Concrètement, cette nouvelle unité, qui entre en service en avril après deux ans de gestation et neuf mois de travaux, permettra aux équipes du CHU de préparer des médicaments dits de « thérapie innovante » (MTI). « C’est un changement thérapeutique majeur qui va impacter toutes les spécialités médicales », assure Philippe Cestac. Jean-François Lefebvre acquiesce : « Nous sommes ici au cœur de notre mission consistant à assurer des traitements que les autres ne font pas. »
Des traitements coûtant « jusqu’à 2 M€ »
Recouvrant à la fois la thérapie cellulaire et la thérapie génique, ces médicaments, dédiés au traitement de maladies jusque-là incurables – dans les domaines de l’oncologie, de la neurologie ou de la cardiologie, par exemple –, sont « très onéreux, pour la plupart entre 300 k€ et 2 M€ par traitement », précise le Dr Isabelle Quelven-Bertin, responsable des préparations hospitalières, accès précoces, rétrocessions et essais cliniques, MCU-PH au CHU toulousain. Ils pourront désormais être préparés selon des protocoles adaptés – et sécurisés – au sein de ces salles flambant neuves, en vue d’être administrés aux patients, aussi bien dans le cadre du soin courant que de protocoles de recherche.

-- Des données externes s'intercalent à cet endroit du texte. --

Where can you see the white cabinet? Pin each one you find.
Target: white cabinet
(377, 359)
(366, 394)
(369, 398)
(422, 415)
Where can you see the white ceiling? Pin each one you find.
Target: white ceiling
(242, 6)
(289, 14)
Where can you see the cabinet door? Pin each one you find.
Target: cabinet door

« Au-delà de ces coûts très élevés, la préparation de ces médicaments répond à des normes particulières, avec des contraintes de conservation, un risque potentiel pris durant la manipulation et une durée de vie très courte », explique le Dr Isabelle Quelven-Bertin. Pour répondre à ces contraintes, le site est notamment équipé d’une salle de préparation en dépression, de deux salles de préparation en surpression, de cinq postes de sécurité microbiologique, d’une cuve à azote, d’un autoclave et de trois congélateurs à - 80 °C.

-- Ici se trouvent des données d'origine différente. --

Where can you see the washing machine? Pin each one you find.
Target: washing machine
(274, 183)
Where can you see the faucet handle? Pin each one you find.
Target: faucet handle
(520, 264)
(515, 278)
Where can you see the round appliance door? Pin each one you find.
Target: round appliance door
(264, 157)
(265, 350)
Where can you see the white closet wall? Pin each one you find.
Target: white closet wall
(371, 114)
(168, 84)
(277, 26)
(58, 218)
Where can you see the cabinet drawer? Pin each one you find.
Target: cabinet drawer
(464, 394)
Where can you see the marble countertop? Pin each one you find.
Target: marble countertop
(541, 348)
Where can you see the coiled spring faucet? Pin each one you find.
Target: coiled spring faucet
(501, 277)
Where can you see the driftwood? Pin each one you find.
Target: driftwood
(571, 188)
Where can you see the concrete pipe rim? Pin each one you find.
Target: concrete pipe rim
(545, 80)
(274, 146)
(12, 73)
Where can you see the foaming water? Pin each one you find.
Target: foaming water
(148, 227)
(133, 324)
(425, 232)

Prévenir les ruptures en cas de crise
En parallèle, le projet vise aussi à doter l’hôpital Rangueil de nouvelles capacités de préparation de médicaments, dans la perspective d’un besoin ponctuel lié à des pénuries ou à une crise sanitaire d’envergure comme celle du Covid-19. « À l’époque, nous avons été amenés à préparer nous-mêmes des médicaments en rupture, en particulier des curares, et nous ne disposions pas de suffisamment de salles de préparation », se souvient le Dr Isabelle Quelven-Bertin.
Pour la Région Occitanie, cofinancer cette plateforme relevait ainsi de l’évidence. « Nous avons fait le choix d’investir plus de 150 M€ dans l’hôpital public durant ce mandat, rappelle Vincent Bounes, vice-président à la Santé. Nous nous sommes rendu compte durant le Covid que nous étions trop dépendants des marchés extérieurs ; nous nous inscrivons ici dans une logique d’autonomie et de relocalisation technique et technologique. »

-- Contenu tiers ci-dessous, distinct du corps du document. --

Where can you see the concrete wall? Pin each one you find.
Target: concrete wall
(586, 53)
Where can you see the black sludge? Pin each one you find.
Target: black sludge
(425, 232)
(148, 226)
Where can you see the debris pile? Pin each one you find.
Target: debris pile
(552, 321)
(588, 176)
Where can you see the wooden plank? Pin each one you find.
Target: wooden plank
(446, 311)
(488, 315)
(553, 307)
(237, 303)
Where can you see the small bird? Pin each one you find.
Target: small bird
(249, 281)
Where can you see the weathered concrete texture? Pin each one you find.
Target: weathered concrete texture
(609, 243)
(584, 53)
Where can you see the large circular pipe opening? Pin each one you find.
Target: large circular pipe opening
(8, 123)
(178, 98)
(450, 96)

Le CHU de Toulouse devrait par ailleurs injecter « pas loin de 10 M€ cette année – pour une livraison prévue en 2025 – dans la construction d’un bâtiment de pharmacotechnie à l’hôpital Purpan », indique Jean-François Lefebvre. En 2022, le CHU de la Ville rose rassemblait 16 202 professionnels, pour 2 975 lits et places.